Unlocked iPhone opens privacy debate

The FBI recently dropped a lawsuit against Apple that sought to force the phone manufacturer to unlock the iPhone used by a shooting suspect in San Bernardino, California. Before the suit was dropped, Apple said they did not have the ability to unlock the iPhone adding that creating a program to unlock the phone would be arduous and create a back door which would essentially nullify the encryption meant to protect the private information of the phone’s user. The lawsuit was dropped because the FBI claims to have found a way into the phone, though no one at the FBI is saying how they unlocked the phone.

Reuters reports, “Apple Inc has said it would like the government to share how it cracked the iPhone security protections. But the [FBI], which has been frustrated by its inability to access data on encrypted phones belonging to criminal suspects, might prefer to keep secret the technique it used.”

Lawsuit dropped, phone unlocked, case closed, end of discussion, right? Not so fast. The San Bernardino iPhone was just one of the phones the feds wanted to access and since Apple says they don’t have the ability to unlock the phones, some in Congress now want to compel the company to install a back door on their devices.

UPI reports draft legislation filed by Senators Richard Burr & Diane Feinstein would “effectively requires tech firms, in accordance with a court’s order, to hack into devices involved in criminal investigations when authorities can’t do it.” This would most assuredly require software on every device to be preloaded with a back door the feds – and only the feds, don’t think for a moment that hackers could access the back door clearly marked “for federal agent use only” – would be able to use to access encrypted data in an “intelligible format” (i.e. encypted data must become unencrypted data).

Kevin Bankston, the director of the New America Foundation’s Open Technology Institute, told Wired “this is easily the most ludicrous, dangerous, technically illiterate proposal I’ve ever seen.”

Wired notes the legislation is dangerous because it does not limit the legal obligation placed on tech companies “to ‘reasonable assistance’ but rather ‘assistance as is necessary,’ a term that means the bill goes beyond current laws that the government has used to try to compel tech firms to help with data access.”

Bankston adds the bill would also require all “license distributors [such as] Apple’s app store, Google’s play store, [and] any platform for software applications somehow has to vet every app to ensure they have back door[s] or little enough security to comply.” Adding the proposal “seem[s] to also be a massive internet censorship bill.”

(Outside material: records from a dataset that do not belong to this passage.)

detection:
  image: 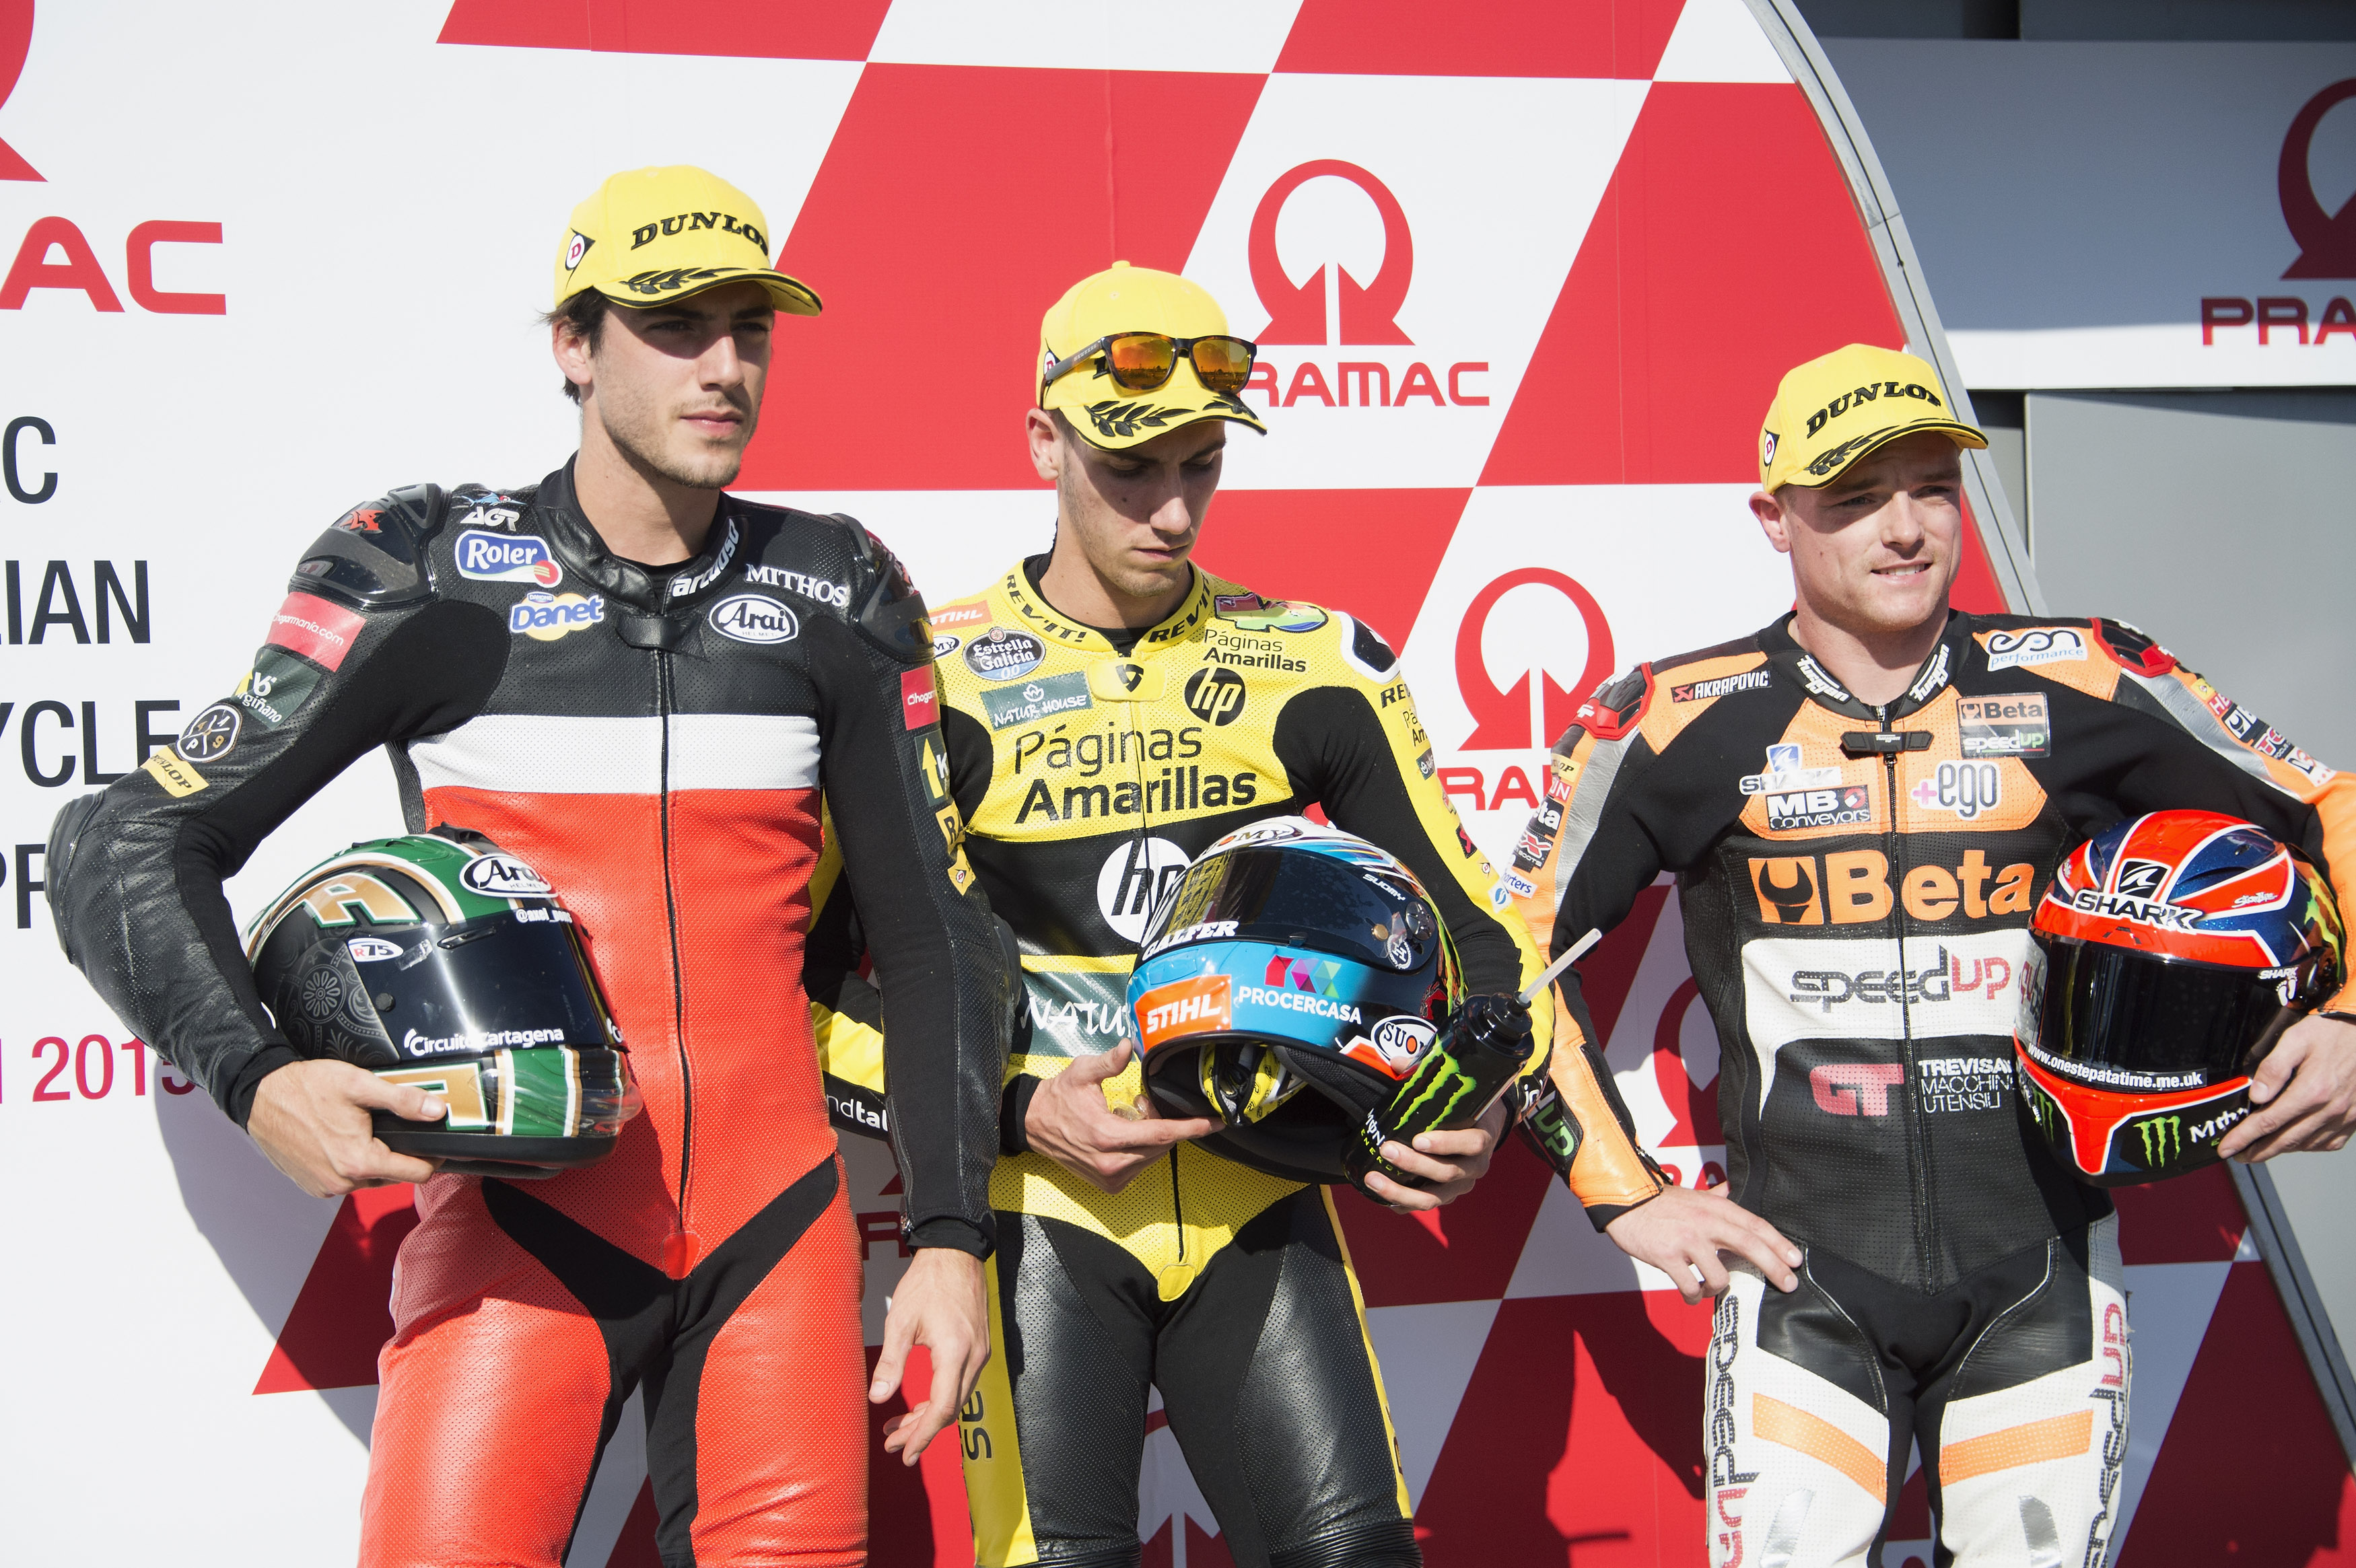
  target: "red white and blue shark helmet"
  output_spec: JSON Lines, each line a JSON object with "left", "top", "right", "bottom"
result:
{"left": 2016, "top": 810, "right": 2343, "bottom": 1185}
{"left": 1125, "top": 817, "right": 1464, "bottom": 1183}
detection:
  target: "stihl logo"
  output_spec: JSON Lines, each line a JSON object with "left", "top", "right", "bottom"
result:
{"left": 1810, "top": 1063, "right": 1903, "bottom": 1116}
{"left": 1136, "top": 973, "right": 1233, "bottom": 1050}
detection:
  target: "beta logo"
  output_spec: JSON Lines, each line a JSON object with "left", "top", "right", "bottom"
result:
{"left": 707, "top": 593, "right": 798, "bottom": 645}
{"left": 510, "top": 591, "right": 605, "bottom": 641}
{"left": 454, "top": 530, "right": 561, "bottom": 587}
{"left": 459, "top": 854, "right": 553, "bottom": 899}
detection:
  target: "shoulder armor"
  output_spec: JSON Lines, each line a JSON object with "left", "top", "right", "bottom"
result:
{"left": 2091, "top": 617, "right": 2178, "bottom": 678}
{"left": 287, "top": 485, "right": 446, "bottom": 610}
{"left": 1572, "top": 666, "right": 1653, "bottom": 742}
{"left": 1345, "top": 614, "right": 1398, "bottom": 680}
{"left": 839, "top": 513, "right": 931, "bottom": 666}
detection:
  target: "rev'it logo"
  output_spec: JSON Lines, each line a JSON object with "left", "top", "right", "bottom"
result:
{"left": 0, "top": 1, "right": 40, "bottom": 182}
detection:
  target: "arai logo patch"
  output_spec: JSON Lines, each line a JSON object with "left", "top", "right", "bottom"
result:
{"left": 460, "top": 854, "right": 553, "bottom": 899}
{"left": 707, "top": 594, "right": 799, "bottom": 645}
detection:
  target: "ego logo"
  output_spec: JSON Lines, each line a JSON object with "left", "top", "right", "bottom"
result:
{"left": 1183, "top": 666, "right": 1247, "bottom": 726}
{"left": 1455, "top": 568, "right": 1616, "bottom": 750}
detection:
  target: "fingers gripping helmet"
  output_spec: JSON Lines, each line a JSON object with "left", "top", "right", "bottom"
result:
{"left": 245, "top": 832, "right": 639, "bottom": 1178}
{"left": 1125, "top": 817, "right": 1463, "bottom": 1182}
{"left": 2017, "top": 810, "right": 2344, "bottom": 1185}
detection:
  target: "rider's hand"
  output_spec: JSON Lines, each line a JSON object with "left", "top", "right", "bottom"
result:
{"left": 1023, "top": 1044, "right": 1218, "bottom": 1194}
{"left": 876, "top": 1247, "right": 991, "bottom": 1467}
{"left": 246, "top": 1057, "right": 446, "bottom": 1199}
{"left": 1360, "top": 1099, "right": 1508, "bottom": 1212}
{"left": 2221, "top": 1012, "right": 2356, "bottom": 1161}
{"left": 1604, "top": 1183, "right": 1803, "bottom": 1304}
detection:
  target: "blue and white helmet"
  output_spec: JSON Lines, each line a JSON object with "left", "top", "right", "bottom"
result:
{"left": 1126, "top": 816, "right": 1464, "bottom": 1182}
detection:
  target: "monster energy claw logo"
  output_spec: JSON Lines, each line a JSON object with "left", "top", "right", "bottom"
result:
{"left": 2134, "top": 1114, "right": 2183, "bottom": 1166}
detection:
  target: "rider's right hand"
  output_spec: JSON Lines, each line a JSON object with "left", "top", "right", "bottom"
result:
{"left": 247, "top": 1058, "right": 447, "bottom": 1199}
{"left": 1603, "top": 1182, "right": 1805, "bottom": 1304}
{"left": 1023, "top": 1044, "right": 1218, "bottom": 1194}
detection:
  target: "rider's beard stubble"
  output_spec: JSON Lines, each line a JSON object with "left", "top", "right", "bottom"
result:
{"left": 592, "top": 369, "right": 760, "bottom": 493}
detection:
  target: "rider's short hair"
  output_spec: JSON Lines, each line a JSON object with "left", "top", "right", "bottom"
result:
{"left": 543, "top": 289, "right": 611, "bottom": 406}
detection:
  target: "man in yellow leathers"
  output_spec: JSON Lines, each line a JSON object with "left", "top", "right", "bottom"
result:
{"left": 808, "top": 263, "right": 1668, "bottom": 1568}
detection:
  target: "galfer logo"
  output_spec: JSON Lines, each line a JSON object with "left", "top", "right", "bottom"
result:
{"left": 1243, "top": 159, "right": 1490, "bottom": 411}
{"left": 454, "top": 530, "right": 561, "bottom": 587}
{"left": 1455, "top": 568, "right": 1615, "bottom": 750}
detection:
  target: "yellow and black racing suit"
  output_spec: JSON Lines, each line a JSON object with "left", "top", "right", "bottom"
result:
{"left": 807, "top": 557, "right": 1656, "bottom": 1568}
{"left": 1512, "top": 610, "right": 2356, "bottom": 1568}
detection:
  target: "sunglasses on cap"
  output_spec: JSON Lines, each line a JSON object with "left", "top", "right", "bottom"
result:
{"left": 1042, "top": 332, "right": 1259, "bottom": 397}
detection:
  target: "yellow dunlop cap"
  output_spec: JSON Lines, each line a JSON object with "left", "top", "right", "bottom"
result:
{"left": 1038, "top": 261, "right": 1267, "bottom": 450}
{"left": 1759, "top": 343, "right": 1984, "bottom": 490}
{"left": 556, "top": 166, "right": 821, "bottom": 317}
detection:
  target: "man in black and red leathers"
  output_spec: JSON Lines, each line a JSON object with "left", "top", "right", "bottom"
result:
{"left": 1510, "top": 343, "right": 2356, "bottom": 1568}
{"left": 46, "top": 166, "right": 1006, "bottom": 1568}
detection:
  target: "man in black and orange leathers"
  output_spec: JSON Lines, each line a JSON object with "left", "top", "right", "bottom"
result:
{"left": 1509, "top": 343, "right": 2356, "bottom": 1568}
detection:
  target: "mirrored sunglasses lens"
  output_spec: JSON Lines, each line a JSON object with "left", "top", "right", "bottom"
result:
{"left": 1105, "top": 334, "right": 1179, "bottom": 392}
{"left": 1192, "top": 338, "right": 1254, "bottom": 394}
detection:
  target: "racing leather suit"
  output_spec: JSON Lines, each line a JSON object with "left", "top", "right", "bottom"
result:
{"left": 806, "top": 559, "right": 1657, "bottom": 1568}
{"left": 1513, "top": 610, "right": 2356, "bottom": 1568}
{"left": 46, "top": 464, "right": 1008, "bottom": 1568}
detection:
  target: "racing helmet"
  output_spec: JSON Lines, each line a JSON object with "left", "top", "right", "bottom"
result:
{"left": 1126, "top": 817, "right": 1464, "bottom": 1182}
{"left": 245, "top": 832, "right": 639, "bottom": 1178}
{"left": 2016, "top": 810, "right": 2343, "bottom": 1185}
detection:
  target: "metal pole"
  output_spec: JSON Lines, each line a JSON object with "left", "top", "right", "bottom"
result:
{"left": 2231, "top": 1160, "right": 2356, "bottom": 1468}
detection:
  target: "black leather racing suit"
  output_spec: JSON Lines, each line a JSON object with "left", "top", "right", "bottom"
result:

This is not the first time that Diane Feinstein has tried to force tech companies to do the government’s bidding. Luckily her previous attempts to stifle free speech and privacy have failed. This legislation will likely have the same fate. Privacy advocates say this bill is so bad that it has “almost zero likelihood” of passing. And that is good news for everyone who supports the right of people to develop, sell, and use encryption technology and distributed software that allows users to protect their privacy.